Background: Detection of ALK and ROS1 gene rearrangements in non-small-cell lung cancer is required for directing patient care. Although fluorescence in situ hybridization (FISH) and immunohistochemistry have been established as gold standard methods, next-generation sequencing (NGS) platforms are called to be at least equally successful. Comparison of these methods for translation into daily use is currently under investigation.
Patients and methods: Forty non-small-cell lung cancer paraffin-embedded samples with previous ALK (n = 33) and ROS1 (n = 7) FISH results were examined with the Oncomine Focus Assay and tested for ALK and ROS1 immunoreactivity. Clinical implications of concurrent molecular alterations and concordance between methods were evaluated.

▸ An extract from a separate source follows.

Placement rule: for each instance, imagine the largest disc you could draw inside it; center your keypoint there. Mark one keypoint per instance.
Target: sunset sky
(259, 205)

Results: NGS was successful in 32 (80%) cases: 25 ALK and 7 ROS1. Few concomitant alterations were detected: 1 ALK rearranged case had an ALK p.L1196M-resistant mutation, 4 had CDK4, MYC, and/or ALK amplifications, and 1 ROS1 rearranged case showed a FGFR4 amplification. Comparison between techniques revealed 5 (16%) discordant cases that had lower progression-free survival than concordant cases: 7.6 (95% confidence interval, 2.2-13) versus 19.4 (95% confidence interval, 10.1-28.6). Remarkably, 4 of these cases had isolated 3' signal FISH pattern (P = .026).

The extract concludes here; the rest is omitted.